Он подсел на них, как дель Монако. И другого пути у него уже нет.
Она, кровь, молодит его и дает силы…
Но что же делать?! Вопрос риторический… Ничего!
Ничего тут не поделаешь.
Конечно, такая жизнь требует от него огромного напряжения всех сил… И снова — ничего не поделаешь!
Отец все время стращал его «кровавой» партией Вильяма Ратклиффа…
Странно, но детям выпадает именно то, от чего родители их больше всего предостерегают. Потому что постоянные предостережения — своего рода напутствие и поощрение. Скрытое подначивание.

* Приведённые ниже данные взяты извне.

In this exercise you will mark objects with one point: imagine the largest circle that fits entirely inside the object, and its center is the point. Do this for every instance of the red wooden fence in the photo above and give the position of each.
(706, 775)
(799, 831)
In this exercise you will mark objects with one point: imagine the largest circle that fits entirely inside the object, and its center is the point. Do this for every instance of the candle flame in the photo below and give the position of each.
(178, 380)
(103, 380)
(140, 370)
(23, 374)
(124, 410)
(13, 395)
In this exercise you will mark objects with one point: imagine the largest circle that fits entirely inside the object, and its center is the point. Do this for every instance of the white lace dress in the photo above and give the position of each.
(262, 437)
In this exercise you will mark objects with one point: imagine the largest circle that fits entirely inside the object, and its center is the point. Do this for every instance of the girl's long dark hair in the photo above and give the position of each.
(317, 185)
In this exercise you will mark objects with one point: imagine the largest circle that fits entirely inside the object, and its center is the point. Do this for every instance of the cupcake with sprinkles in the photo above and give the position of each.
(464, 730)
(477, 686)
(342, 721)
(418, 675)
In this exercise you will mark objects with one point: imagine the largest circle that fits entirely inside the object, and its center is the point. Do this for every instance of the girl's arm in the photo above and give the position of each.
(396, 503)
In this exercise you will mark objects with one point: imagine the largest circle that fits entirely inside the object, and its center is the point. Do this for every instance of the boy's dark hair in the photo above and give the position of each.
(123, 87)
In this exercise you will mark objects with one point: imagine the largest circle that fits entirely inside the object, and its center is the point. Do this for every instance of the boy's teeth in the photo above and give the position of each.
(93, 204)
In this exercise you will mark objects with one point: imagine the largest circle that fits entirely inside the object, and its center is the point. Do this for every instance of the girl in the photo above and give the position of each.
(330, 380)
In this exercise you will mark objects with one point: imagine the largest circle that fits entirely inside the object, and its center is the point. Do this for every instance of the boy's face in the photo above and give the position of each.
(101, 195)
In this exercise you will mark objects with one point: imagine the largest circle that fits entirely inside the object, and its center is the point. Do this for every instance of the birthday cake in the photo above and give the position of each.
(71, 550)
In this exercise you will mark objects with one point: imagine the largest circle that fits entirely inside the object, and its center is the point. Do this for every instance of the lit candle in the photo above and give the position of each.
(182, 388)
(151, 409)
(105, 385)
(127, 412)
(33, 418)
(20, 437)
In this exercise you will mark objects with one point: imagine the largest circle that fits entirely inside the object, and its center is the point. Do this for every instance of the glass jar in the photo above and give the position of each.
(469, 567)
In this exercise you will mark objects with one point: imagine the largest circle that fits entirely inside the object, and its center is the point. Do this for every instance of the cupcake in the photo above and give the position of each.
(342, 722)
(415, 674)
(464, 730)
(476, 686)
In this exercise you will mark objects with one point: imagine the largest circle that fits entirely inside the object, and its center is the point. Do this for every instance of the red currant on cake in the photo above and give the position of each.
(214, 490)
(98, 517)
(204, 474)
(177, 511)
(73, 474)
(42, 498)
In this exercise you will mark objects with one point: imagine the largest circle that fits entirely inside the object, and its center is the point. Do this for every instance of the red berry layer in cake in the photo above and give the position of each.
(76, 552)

Все наши страхи, кошмары, комплексы — родом из детства. Оно таинственно, бездонно (особенно та его часть, которая кажется напрочь забытой), как колодец, в который боишься заглядывать… Не надо было трогать детскую игрушку… она оттуда — из этого колодца…
Он выбрал себе партию… И она — вот казус! — действительно оказалась кровавой.
Но не как у Масканьи…
Она — его собственная.
Такая — только у него.
И тут ставка — уже не потеря голоса…
Картотека была немаленькая. Компьютера у капитана Дубовикова в фонде — вот удивительное средневековье! — не было… И Аня засиделась допоздна.